A Tennessee native, Staten received a graduate degree in communications from the University of Tennessee. He has worked as an editor, reporter, announcer, entertainment columnist and television critic for various publications and has been a syndicated columnist for the New York Daily News and the Louisville Courier-Journal. After achieving success in his career, Staten decided to try free-lance writing. Ten books and many articles later, he is still going strong.
Staten’s latest book, “Do Bald Men Get Half-Price Haircuts,” takes readers on a trip down Main Street to the old time barbershop. Unlike the style salons sprinkled along suburban boulevards and strip malls across the country, the barbershop community has remained a relatively unchanged classic of American culture.
According to Staten, the barbershop is still the “community center,” where folks gather to discuss everything from politics to stock car racing, or just to catch up on local gossip.

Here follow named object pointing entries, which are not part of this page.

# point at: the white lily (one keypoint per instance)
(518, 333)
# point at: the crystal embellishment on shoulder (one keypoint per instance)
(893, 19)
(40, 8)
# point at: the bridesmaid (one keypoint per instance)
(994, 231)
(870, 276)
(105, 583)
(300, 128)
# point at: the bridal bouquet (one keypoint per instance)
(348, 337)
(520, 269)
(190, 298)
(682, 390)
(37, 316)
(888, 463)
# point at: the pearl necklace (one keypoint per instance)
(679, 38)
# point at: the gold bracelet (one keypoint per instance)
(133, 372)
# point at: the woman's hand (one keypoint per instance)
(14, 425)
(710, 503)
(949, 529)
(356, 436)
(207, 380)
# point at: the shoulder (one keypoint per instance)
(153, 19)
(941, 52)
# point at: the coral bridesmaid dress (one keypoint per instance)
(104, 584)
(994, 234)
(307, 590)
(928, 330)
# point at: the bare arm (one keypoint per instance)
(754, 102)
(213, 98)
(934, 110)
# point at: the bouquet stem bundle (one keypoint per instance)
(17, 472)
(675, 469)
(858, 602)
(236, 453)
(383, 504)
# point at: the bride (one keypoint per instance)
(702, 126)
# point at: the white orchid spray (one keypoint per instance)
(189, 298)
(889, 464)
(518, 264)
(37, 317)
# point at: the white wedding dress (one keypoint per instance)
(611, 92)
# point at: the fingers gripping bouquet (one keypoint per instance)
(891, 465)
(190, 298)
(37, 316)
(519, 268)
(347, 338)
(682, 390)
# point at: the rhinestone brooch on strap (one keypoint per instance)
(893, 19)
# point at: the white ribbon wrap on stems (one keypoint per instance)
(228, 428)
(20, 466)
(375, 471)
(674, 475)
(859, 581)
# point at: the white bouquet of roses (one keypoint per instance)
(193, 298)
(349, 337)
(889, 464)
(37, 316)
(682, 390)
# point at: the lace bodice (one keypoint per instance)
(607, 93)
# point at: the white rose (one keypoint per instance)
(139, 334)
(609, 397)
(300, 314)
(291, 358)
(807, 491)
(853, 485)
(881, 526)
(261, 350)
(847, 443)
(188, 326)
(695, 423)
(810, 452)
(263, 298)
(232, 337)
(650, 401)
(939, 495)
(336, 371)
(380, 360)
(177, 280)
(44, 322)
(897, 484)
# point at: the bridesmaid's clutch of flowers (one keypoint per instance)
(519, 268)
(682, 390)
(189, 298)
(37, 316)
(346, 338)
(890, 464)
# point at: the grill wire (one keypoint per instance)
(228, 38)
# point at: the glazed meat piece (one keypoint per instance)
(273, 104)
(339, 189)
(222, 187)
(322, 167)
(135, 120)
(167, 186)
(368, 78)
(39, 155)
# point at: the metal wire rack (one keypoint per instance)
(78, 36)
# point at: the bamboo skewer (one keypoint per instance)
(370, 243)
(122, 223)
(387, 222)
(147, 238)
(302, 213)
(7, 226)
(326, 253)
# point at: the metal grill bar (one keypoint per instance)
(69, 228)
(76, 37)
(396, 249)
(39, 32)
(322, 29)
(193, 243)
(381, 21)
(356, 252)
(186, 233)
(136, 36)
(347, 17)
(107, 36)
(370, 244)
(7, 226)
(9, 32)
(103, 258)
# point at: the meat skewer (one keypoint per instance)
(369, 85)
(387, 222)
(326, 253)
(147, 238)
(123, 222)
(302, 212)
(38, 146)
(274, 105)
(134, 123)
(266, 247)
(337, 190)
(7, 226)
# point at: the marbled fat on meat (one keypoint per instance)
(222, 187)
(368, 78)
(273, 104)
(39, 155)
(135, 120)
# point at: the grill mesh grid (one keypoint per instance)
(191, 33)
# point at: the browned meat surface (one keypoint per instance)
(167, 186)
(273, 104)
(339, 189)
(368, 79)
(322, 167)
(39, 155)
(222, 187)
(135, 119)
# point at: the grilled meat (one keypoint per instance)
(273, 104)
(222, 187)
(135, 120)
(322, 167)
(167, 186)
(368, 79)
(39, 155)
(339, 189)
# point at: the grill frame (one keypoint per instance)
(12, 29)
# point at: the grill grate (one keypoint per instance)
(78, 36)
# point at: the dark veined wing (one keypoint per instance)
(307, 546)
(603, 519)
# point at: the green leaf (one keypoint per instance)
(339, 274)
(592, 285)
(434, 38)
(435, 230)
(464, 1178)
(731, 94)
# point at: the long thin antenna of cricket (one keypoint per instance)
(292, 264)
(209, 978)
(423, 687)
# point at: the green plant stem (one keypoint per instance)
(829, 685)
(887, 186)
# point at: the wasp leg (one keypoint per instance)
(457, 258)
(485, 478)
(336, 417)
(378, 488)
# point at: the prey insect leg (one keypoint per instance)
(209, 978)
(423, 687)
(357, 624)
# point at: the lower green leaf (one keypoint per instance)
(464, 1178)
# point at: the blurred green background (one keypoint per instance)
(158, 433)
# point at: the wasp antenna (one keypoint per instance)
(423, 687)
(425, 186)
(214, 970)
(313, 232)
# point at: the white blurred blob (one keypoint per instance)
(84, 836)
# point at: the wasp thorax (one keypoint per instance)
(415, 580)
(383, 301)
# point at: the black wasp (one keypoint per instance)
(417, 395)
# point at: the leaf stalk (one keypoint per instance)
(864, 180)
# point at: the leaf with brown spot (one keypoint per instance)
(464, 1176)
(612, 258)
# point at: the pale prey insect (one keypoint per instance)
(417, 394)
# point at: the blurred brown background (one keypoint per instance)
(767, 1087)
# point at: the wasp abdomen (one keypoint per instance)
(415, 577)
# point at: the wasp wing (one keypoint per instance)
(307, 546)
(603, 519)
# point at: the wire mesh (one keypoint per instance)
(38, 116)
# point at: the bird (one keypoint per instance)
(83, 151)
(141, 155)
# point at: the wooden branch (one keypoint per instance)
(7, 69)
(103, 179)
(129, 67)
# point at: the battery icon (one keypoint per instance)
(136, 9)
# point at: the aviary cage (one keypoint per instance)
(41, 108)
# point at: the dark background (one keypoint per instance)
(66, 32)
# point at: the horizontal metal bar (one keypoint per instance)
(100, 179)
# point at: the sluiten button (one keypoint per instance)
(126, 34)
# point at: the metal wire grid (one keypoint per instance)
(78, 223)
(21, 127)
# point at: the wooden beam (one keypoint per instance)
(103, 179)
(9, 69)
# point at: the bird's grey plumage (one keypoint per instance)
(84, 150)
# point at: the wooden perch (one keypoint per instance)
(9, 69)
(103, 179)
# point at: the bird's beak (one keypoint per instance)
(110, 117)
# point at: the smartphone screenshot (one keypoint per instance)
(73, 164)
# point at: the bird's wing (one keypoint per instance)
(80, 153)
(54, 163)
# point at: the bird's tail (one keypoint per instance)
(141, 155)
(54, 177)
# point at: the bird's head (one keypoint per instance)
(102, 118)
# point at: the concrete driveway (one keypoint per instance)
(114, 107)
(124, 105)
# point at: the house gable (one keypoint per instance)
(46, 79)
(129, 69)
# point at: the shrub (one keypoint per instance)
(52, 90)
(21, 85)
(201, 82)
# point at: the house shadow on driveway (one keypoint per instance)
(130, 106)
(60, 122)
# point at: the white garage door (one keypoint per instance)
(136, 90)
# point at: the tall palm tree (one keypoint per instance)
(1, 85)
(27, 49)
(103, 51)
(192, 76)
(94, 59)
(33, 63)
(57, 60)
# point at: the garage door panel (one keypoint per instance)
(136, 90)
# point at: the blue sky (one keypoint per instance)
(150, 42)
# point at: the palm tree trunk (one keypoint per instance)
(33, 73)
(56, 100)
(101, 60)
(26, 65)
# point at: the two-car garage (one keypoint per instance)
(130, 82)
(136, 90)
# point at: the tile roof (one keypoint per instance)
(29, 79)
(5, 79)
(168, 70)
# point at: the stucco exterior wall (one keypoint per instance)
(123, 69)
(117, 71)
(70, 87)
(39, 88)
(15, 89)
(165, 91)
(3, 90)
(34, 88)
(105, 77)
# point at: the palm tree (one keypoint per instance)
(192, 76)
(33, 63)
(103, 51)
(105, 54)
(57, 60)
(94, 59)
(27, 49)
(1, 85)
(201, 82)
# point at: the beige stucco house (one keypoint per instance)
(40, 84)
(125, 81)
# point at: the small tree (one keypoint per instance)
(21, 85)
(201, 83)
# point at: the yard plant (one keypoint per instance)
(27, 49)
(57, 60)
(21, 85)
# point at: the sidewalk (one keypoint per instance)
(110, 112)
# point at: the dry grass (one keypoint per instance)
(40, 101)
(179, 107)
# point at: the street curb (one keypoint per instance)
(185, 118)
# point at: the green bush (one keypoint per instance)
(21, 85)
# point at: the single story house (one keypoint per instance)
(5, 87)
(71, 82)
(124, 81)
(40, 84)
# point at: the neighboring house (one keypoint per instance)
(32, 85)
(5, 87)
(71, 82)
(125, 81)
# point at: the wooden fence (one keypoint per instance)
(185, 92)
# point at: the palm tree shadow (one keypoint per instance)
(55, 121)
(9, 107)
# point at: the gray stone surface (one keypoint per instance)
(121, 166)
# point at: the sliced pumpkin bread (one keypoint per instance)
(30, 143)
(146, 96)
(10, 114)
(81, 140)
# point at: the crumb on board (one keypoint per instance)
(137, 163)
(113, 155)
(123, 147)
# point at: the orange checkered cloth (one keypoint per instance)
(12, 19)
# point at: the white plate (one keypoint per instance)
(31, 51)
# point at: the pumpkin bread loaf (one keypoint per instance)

While researching his book, Staten visited barbershops across the country. One of the favorites he describes in the book is that of his personal barber, Wib Scarboro. Wib’s Barbershop is located on Fifth Street in downtown Louisville. Wib has been cutting hair and spinning yarns for the past 46 years.
According to Wib, his customers tend to stick around for the company long after their hair has been swept from the floor. “It’s just an old time barbershop,” explains Wib, who says that Staten was inspired by the friendly community atmosphere he found there.
Staten admits that Wib’s is just what he was looking for in a barbershop when he wandered through the door several years ago, and in his book he gives plenty of credit to Wib, whom he says “taught me how a barbershop works.”
Staten lives in Oldham County with his wife, Judy. He teaches a writing class at the University of Louisville and is currently working on his next book, due out in April 2003. This time, Staten plans to probe the wonders of America’s favorite pastime, baseball, and in his unique and witty manner explain a few of the less-known facts and interesting stories behind the sport.
In the meantime, his weekly video news column, “On the Tube,” can be found in the Saturday issue of the Courier-Journal. And if you happen to wander into Wib’s Barbershop, you might see him occupying a chair, if not for a cut, at least for the company.